Trains and platforms have a particular smell in India, as soon as I walked on to the platform it evoked memories from the last trip. People frying and cooking food, sweaty, skinny porters lug about baggage that reminded me of ants carrying ten times their body weight, drain smells overflow with pungent stinks, there are hawkers selling anything from books to baby clothes. Feral dogs roam in packs barking across platforms marking territories, crowds suddenly appear from nowhere when a train is about to depart and somehow slide themselves into impossible spaces in the carriage or on top. As the atmosphere and smells hit me it brought back thoughts of us all laughing at the fire incident.
This time as we climbed aboard our first class compartment, it felt so different. There was none of the chaos of the previous journey in the second class carriage. Amazingly, I missed that chaos. I felt secluded, our neurotic ideas had actually cut us off from the real India, the chaos, the madness, the fun that we had all loved so much. Was this because we were now different or was it because our adventurous spirited mum was not with us? Maybe this journey she had made me take was her way of bringing me back to India. My thoughts jumbled and spilled into my notebook.
Finally we arrived in Hardwar, a town very near to where the sacred Ganges river starts its journey. Its force is powerful and cold there as its source is the melted snows of the Himalayas. I thought back to where we had carried out the final rituals for my father. It had been a quiet ceremony, the priest chanting in Sanskrit as the river gushed and danced on its merry way.
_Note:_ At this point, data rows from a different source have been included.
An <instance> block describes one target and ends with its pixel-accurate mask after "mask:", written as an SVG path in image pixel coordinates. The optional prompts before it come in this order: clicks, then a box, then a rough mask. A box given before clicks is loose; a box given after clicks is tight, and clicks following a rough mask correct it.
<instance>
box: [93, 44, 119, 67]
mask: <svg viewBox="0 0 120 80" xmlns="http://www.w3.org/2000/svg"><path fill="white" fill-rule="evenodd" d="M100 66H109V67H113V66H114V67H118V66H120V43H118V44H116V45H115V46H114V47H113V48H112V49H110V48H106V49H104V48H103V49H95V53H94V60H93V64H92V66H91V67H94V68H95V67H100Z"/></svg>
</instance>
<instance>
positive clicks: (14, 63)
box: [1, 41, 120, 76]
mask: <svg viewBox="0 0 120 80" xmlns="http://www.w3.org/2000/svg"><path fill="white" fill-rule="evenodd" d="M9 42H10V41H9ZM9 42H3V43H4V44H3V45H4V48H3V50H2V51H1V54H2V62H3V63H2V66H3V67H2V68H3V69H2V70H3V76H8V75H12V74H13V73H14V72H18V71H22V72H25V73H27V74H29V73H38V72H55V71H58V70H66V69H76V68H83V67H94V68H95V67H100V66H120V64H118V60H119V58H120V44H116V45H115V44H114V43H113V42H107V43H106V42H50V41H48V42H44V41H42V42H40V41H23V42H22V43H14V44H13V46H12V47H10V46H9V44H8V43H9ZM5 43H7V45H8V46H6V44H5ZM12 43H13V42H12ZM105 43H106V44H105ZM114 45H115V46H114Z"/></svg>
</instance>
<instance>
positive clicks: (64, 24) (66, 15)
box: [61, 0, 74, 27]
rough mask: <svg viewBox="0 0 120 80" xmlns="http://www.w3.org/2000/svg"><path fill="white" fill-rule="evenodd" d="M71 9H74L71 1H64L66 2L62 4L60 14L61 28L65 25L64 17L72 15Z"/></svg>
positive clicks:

We had arranged for a priest to meet us at our hotel and together we tried to find the same spot but the whole shape of the town had changed, the river banks were all more built up now. We found a quiet spot which looked about the same. I sat on the rivers edge holding my mother’s ashes feeling overwhelmed. Both happy that I had managed to bring her thousands of miles as per her wishes and sad that perhaps this was not the exact spot. I consoled myself thinking that after twenty-seven years even mum would not have remembered.
The priest rattled out the Sanskrit prayers fast and furiously as if it were peak season for souls to lay to rest that day, and my mum’s soul needed to get to the gates of heaven before the crush. His drumming tone seemed so distant to me as I stared at the thundering river. As I had done for my father, I stood knee deep in the freezing water, pouring my mothers ashes into the river, they clouded and merged with it, vanishing into the river’s life giving force. I felt that she was at peace in this sacred place. Finally, I realised why my mother had expressed for her ashes to merge with the Ganges and why she had made the journey for my father, I felt that they were both at peace now.
I have never seen myself as a particularly religious or spiritual person but being there connected me with my father and mother. My journey too was complete, my mother had managed to bring back my precious memories and added new ones for me to treasure. Back at home as I unpacked at the bottom of my bag I found the anti-bacterial gel that I had completely forgotten to use.